Two Art Receptions in One Week

This year I’ve decided to work harder at networking and getting out and about in the local arts scene. Since I’ve been working every First Friday at the PA Guild Gallery in Lancaster, I was using that as an excuse not to go out, after all I can’t go out on First Fridays if I’m working them.

ANGKOR CAMBODIA ©2010 Linda Cunningham pastel, ink, collage, Laser photo transfer

So last week I went to the opening of the Franklin & Marshall Faculty Exhibition. It was a little bit different going seeing the work of professors who teach art at a school known for producing diplomats and politicians.  Far from being art with social commentary, however, it was full of traditional works.  There was even an icon painter and a Dutch master type memento mori still life by Michael Clapper (which I loved.)

The other pieces that I was drawn to in this exhibition was the large scale drawing/mixed media piece, Cambodia, by Linda Cunningham; the two scrap yard paintings by Kevin Brady (it was the snow and texture that drew me in); and the photos by Richard Kent that reminded me of the subjects I used to photograph – dilapidated man made structures in nature.  I was also interested in the idea of the coffee grounds paintings, but I didn’t really like the juxtaposition of the geometric and brightly colored forms with the gritty brown.
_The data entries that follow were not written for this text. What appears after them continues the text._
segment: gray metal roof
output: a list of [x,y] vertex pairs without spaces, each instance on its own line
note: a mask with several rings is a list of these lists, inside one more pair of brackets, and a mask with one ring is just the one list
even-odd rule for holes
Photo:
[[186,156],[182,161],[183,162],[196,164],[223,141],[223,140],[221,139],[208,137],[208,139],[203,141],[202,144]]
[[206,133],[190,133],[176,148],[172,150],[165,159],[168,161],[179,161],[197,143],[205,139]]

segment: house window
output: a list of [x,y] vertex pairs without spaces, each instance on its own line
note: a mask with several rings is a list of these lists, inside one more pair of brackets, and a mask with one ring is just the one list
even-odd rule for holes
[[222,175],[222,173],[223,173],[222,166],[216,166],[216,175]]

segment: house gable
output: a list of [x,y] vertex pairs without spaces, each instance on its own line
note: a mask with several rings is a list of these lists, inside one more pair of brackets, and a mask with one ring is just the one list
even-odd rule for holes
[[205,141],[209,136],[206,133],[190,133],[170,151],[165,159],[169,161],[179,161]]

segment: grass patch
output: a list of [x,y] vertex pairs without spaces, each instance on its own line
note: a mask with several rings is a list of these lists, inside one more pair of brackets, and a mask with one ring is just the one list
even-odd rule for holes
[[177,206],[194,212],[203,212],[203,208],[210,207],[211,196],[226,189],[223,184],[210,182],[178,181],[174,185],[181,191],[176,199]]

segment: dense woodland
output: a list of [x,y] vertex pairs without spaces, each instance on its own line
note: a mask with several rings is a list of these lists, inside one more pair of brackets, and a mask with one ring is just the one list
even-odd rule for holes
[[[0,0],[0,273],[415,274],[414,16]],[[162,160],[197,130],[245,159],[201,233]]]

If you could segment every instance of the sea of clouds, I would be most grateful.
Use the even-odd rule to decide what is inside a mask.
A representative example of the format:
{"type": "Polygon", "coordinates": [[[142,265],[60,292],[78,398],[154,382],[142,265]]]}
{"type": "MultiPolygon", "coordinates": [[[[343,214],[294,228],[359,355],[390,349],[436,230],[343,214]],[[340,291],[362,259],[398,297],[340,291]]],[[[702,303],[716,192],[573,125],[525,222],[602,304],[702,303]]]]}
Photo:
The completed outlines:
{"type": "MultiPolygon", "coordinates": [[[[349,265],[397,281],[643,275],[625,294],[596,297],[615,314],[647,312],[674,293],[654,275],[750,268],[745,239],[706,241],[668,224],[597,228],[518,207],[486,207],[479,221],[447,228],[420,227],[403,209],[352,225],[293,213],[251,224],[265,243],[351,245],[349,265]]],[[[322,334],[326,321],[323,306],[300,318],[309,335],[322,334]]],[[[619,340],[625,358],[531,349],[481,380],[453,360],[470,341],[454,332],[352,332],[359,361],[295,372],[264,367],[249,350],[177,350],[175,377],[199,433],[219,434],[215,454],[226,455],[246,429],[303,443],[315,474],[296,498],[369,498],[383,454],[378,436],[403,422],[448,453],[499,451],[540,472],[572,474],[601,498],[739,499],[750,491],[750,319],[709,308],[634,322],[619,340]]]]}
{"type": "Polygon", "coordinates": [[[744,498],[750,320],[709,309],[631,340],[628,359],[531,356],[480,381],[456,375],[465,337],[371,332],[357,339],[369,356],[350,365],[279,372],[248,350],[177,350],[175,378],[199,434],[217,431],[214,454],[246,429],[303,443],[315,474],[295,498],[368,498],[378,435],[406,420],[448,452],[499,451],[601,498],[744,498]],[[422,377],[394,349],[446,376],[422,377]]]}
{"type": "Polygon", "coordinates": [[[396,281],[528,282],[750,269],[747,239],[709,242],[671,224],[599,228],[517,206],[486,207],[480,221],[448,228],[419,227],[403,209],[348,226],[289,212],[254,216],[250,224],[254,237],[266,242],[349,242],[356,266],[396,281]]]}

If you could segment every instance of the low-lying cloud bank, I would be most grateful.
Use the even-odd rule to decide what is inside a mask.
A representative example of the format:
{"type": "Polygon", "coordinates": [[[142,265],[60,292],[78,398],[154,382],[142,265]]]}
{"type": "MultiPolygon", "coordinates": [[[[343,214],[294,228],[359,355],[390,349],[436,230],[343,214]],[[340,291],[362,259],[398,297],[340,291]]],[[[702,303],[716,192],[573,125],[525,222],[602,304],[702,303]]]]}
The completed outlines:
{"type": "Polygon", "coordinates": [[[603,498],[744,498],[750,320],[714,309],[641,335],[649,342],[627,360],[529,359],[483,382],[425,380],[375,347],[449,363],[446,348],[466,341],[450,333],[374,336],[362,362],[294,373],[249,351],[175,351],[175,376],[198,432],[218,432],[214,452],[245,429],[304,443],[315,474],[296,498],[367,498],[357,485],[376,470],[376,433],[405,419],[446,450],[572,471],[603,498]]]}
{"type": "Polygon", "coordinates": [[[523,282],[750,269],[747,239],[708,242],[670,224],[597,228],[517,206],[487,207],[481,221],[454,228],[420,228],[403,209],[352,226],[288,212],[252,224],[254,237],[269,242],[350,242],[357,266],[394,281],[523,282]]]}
Jovian View © Mitchell Davidson Bentley

The other exhibition I visited was at the Lancaster campus of HACC. This featured sci-fi illustrations and astronomical landscapes by Mitchell Davidson Bentley. All of his work is produced digitally and it was interesting to hear him speak about how the programs work. What I found most interesting though was his discussion of his journey and how he pursued a humanities degree rather than a fine arts degree. He talked about how he became interested in this particular subject matter and how people have had science fiction stories throughout time. He mentioned the ancient Greeks having stories of visiting the moon and fighting spider people and how the stories of the constellations became the stories of the gods.
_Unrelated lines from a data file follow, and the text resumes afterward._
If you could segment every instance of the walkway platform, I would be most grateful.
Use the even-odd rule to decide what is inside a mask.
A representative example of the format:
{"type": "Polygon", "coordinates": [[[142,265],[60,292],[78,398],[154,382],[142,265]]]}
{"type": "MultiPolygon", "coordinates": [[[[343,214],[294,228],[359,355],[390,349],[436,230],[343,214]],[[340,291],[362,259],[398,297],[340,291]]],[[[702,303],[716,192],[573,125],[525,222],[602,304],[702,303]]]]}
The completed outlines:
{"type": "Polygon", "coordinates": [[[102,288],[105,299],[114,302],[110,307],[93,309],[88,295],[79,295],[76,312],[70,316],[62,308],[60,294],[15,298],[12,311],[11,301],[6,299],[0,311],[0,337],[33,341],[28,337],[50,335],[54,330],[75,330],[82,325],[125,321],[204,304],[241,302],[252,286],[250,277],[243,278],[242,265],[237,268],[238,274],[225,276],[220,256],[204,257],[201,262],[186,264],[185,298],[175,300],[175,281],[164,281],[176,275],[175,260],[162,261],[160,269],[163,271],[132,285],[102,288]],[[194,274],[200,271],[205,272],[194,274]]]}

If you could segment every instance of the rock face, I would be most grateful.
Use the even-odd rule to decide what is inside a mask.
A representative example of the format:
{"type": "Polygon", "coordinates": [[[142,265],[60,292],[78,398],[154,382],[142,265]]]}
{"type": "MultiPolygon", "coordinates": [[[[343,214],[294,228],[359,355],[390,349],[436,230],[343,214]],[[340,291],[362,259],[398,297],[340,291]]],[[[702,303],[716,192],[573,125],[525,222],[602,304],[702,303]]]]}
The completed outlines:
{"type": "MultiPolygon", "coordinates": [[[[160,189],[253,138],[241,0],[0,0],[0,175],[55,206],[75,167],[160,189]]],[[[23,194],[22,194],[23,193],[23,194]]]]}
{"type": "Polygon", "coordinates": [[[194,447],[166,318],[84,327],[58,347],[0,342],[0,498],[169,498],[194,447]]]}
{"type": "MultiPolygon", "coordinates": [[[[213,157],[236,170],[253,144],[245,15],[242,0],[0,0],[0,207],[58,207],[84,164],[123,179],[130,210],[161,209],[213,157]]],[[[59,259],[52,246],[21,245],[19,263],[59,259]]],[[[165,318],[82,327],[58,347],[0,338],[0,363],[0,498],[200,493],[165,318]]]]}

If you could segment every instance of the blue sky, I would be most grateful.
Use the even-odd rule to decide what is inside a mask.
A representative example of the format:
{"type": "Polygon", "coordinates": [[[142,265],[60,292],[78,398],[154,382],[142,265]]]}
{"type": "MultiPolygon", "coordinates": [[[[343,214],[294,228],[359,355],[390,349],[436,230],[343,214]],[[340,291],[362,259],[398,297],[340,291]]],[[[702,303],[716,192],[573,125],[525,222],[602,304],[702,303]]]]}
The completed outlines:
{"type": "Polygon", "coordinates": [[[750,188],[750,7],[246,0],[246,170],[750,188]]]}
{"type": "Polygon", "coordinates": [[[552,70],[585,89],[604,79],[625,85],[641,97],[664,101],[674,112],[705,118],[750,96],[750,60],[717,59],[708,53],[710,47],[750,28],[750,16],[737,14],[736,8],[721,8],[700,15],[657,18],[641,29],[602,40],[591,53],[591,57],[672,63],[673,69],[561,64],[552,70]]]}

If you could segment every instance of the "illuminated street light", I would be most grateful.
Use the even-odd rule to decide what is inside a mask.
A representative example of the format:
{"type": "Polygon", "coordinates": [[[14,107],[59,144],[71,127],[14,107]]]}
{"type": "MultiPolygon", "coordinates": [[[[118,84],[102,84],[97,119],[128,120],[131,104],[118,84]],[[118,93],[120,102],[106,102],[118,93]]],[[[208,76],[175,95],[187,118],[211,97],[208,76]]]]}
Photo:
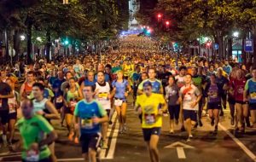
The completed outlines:
{"type": "Polygon", "coordinates": [[[239,37],[239,32],[233,32],[233,36],[234,36],[234,38],[238,38],[239,37]]]}
{"type": "Polygon", "coordinates": [[[38,42],[42,42],[42,38],[41,38],[40,37],[38,37],[38,38],[37,38],[37,40],[38,40],[38,42]]]}
{"type": "Polygon", "coordinates": [[[21,35],[21,36],[20,36],[20,40],[21,40],[21,41],[24,41],[25,38],[26,38],[26,37],[25,37],[24,35],[21,35]]]}

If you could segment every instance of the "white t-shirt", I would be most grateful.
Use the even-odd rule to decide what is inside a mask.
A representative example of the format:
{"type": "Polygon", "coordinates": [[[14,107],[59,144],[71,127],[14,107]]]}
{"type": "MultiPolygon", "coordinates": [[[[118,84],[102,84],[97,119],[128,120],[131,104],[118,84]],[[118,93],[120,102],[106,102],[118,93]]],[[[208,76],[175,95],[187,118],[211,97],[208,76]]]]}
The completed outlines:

I liked the astronomical landscapes more than the book and magazine covers, mostly because I’m not drawn to scantily clad women, but that is the industry standard. I also am not sold on computer rendered humans, but the landscapes were really wonderful and imaginative. I do think that it’s interesting to hear artists (or musicians, or authors) speak about their process and motivations even if you aren’t necessarily drawn to their particular style or subject matter. It’s always good to expose yourself to new ideas.